Oh, hell, he’d had enough of her ramblings. Malcom stopped abruptly, and with a gasp, Verity Lovelace crashed against his side. He swept his soaking cap off and bowed his head. “I’m sorry; did you expect an escort home?”
“Well, not an escort, per se,” she said, giving her skirts a shake. “But . . .”
And for the first time in more years than he could remember . . . nay, mayhap for the first time in forever, he laughed, the sound rusty and hoarse, and more growl-like than amusement filled.
Verity pursed those temptingly full lips. “Are you laughing at me?”
“Yes,” he confirmed, not missing a beat. “Now, come on.” Malcom hurried on.
Several moments passed before he registered his solitary flight. Cursing, he spun back.
Verity remained where
he’d left her, wringing out the front of her dress, her gently rounded features pale. Good God . . . he really should leave her to her fate. So why couldn’t he? Why was he determined to make this woman’s problems his own? It went against all he was and believed in. Cursing blackly, Malcom marched over to her. “What now?” he snapped.
The young woman sank even white teeth into a plump lower lip. “I left him for dead.”
“We left him for dead. Now, let’s go.”
Wholly uncaring about that distinction, Verity remained rooted to the pavement.
“What now?”
“Should we send someone for—”
“He was going to rape you,” he said bluntly. Color rushed to her cheeks, even as the matter-of-fact reminder of the fate that had awaited her sent a primal rage pumping through him. “Do you really care what happens to him?”
“I . . . shouldn’t,” she agreed.
“Precisel—”
“And yet, I’d still not have someone’s death on my hands.” She glanced down at the cobblestones.
He opened his mouth to chide her for that nonsensical logic, but then something made him call those words back. “You’ve never done this?”
She bit her lip and shook her head. “No.” Hers was a whisper.
Swiping at the rain that ran down his face and into his eyes, Malcom took in the soggy creature before him: her soaking skirts were matted to her frame.

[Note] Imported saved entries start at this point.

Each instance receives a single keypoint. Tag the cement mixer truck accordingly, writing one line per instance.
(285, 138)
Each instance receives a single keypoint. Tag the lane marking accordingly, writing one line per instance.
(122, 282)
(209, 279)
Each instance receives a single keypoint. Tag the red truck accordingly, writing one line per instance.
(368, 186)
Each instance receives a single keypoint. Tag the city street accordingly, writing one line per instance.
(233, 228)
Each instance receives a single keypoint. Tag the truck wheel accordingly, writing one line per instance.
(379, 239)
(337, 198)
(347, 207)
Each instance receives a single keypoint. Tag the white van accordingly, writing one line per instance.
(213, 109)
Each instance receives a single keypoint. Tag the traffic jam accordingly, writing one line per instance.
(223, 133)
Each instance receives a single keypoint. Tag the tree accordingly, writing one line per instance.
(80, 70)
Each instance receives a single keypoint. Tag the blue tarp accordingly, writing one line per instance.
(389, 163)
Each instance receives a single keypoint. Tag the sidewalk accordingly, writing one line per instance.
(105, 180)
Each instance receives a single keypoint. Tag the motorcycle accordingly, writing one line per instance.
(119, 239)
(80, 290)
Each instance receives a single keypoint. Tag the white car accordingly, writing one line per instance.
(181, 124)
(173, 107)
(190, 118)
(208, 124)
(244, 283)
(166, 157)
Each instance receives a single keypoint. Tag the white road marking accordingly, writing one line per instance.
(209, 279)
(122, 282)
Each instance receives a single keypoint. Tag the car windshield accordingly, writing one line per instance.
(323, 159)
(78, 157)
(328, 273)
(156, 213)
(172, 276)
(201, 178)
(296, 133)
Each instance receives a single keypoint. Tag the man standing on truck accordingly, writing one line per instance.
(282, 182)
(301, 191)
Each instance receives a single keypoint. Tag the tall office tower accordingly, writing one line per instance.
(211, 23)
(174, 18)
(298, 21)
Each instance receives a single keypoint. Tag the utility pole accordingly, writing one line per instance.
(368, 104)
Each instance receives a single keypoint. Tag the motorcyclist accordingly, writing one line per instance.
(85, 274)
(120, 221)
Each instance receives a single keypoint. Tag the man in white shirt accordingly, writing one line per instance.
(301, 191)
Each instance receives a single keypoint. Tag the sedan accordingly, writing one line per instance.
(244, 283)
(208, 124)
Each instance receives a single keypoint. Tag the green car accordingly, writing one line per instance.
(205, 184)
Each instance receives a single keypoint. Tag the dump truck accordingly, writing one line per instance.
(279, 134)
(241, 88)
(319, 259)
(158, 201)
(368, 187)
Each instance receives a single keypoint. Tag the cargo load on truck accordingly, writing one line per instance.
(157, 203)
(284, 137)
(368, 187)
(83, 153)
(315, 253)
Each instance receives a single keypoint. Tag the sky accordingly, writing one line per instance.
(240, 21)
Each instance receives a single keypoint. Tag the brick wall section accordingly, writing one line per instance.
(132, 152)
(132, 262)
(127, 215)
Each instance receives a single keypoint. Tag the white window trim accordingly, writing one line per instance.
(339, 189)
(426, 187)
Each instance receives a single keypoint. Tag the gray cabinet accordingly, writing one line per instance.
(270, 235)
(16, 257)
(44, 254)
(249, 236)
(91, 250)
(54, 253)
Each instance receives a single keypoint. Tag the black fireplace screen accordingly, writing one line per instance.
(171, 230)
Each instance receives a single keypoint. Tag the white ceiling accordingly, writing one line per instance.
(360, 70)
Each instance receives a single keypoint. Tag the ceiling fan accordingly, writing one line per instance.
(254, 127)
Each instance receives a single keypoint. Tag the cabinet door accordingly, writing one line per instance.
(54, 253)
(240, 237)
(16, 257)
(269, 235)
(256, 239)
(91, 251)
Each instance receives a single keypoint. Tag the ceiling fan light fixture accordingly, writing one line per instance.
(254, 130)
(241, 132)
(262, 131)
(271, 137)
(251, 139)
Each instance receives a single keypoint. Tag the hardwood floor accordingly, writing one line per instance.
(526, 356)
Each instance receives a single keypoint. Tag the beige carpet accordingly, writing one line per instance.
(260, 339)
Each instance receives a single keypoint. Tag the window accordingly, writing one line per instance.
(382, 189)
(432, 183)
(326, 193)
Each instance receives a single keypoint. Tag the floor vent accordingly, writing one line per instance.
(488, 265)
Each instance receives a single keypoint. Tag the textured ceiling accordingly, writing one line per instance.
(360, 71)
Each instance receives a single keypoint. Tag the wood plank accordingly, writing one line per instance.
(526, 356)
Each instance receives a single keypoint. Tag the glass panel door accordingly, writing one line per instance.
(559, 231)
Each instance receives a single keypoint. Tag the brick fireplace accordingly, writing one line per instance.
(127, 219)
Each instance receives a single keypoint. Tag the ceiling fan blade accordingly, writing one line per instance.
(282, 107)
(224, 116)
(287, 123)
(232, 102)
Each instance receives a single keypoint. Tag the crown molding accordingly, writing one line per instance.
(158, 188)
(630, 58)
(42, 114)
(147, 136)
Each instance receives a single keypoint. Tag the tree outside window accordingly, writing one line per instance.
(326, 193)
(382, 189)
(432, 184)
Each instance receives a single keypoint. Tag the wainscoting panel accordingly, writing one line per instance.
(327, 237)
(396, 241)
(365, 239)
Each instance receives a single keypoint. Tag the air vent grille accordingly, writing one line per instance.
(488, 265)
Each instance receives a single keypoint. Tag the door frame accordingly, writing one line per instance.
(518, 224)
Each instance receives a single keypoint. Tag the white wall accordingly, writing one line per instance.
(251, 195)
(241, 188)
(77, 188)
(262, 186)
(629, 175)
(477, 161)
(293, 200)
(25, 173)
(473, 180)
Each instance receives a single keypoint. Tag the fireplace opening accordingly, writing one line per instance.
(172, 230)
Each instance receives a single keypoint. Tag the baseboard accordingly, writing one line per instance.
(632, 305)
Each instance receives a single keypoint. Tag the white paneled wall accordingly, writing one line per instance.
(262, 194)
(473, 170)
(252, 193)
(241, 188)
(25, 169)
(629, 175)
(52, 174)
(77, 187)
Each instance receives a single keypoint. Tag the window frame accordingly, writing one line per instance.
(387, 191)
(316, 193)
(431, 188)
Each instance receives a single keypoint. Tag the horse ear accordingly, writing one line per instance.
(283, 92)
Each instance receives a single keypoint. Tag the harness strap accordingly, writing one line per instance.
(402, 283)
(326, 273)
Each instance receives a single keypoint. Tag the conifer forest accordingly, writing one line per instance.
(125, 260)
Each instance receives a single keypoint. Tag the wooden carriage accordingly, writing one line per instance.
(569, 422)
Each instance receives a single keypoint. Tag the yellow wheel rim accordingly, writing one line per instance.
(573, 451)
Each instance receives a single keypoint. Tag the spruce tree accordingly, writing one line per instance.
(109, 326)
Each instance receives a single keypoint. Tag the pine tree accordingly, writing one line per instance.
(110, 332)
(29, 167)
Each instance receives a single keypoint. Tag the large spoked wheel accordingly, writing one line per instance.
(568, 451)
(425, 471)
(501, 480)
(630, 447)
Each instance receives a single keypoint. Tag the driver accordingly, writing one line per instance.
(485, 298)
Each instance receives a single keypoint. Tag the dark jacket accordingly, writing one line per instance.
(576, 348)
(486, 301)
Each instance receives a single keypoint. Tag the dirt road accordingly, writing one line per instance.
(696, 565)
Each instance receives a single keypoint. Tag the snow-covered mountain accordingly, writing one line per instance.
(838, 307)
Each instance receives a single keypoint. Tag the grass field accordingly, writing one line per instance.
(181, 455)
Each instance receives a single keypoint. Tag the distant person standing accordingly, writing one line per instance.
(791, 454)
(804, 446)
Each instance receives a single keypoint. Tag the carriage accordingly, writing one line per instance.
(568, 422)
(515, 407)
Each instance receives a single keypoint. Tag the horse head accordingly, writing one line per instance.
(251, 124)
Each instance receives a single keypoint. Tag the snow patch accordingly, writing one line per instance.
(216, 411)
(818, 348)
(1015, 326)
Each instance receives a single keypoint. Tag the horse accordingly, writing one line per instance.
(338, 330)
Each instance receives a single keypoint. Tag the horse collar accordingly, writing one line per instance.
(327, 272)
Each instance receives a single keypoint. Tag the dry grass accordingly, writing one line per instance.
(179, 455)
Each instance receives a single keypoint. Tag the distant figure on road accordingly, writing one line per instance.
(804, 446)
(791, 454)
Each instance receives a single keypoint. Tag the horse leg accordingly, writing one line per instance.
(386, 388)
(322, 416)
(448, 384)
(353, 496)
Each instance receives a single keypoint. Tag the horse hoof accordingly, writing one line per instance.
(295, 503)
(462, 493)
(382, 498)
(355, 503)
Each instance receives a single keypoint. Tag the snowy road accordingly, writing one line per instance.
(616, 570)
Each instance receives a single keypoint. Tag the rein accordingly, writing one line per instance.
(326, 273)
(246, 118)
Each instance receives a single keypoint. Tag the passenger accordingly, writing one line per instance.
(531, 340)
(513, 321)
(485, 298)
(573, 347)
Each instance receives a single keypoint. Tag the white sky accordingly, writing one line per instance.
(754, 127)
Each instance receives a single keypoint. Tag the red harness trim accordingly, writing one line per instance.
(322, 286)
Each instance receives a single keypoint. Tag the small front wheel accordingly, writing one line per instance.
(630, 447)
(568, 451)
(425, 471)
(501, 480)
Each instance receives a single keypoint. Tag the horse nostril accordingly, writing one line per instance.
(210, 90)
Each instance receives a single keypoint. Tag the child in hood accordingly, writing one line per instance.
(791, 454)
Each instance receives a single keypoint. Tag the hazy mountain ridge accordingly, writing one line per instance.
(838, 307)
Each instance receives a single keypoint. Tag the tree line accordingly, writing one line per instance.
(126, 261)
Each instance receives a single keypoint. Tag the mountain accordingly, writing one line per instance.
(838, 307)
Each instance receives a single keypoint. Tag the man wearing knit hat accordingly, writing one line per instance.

Her hair hung in a tangle of thick, albeit limp strands around her shoulders.
And then there were her bare feet peeking out from under the frayed hem of her skirts. Blood-soaked toes that she’d not complained about.
Bloody hell . . .
Malcom swept the slip of a woman up; even soaked through to the bone as she was, her frame was light against his.
“Wh-what are you doing?” Verity Lovelace’s voice pitched.
Ignoring her, Malcom loped over the barren cobblestones. At this hour, this end of London generally brimmed with seedy life and danger. But then, even in the sewers, water sent the rats scurrying off to hide.
The woman struggled against him. “Where are y-you taking me?” she demanded in an impressive display of strength and fury.
Malcom tightened his hold, quelling her attempts at freedom. He’d have his answers as to why a woman who spoke like a lady, and wore her indignation like one, too, had been in his tunnels. “Somewhere that isn’t here,” he muttered. The woman went limp in his arms, effectively silenced. Was it silence that checked her questions? Fear?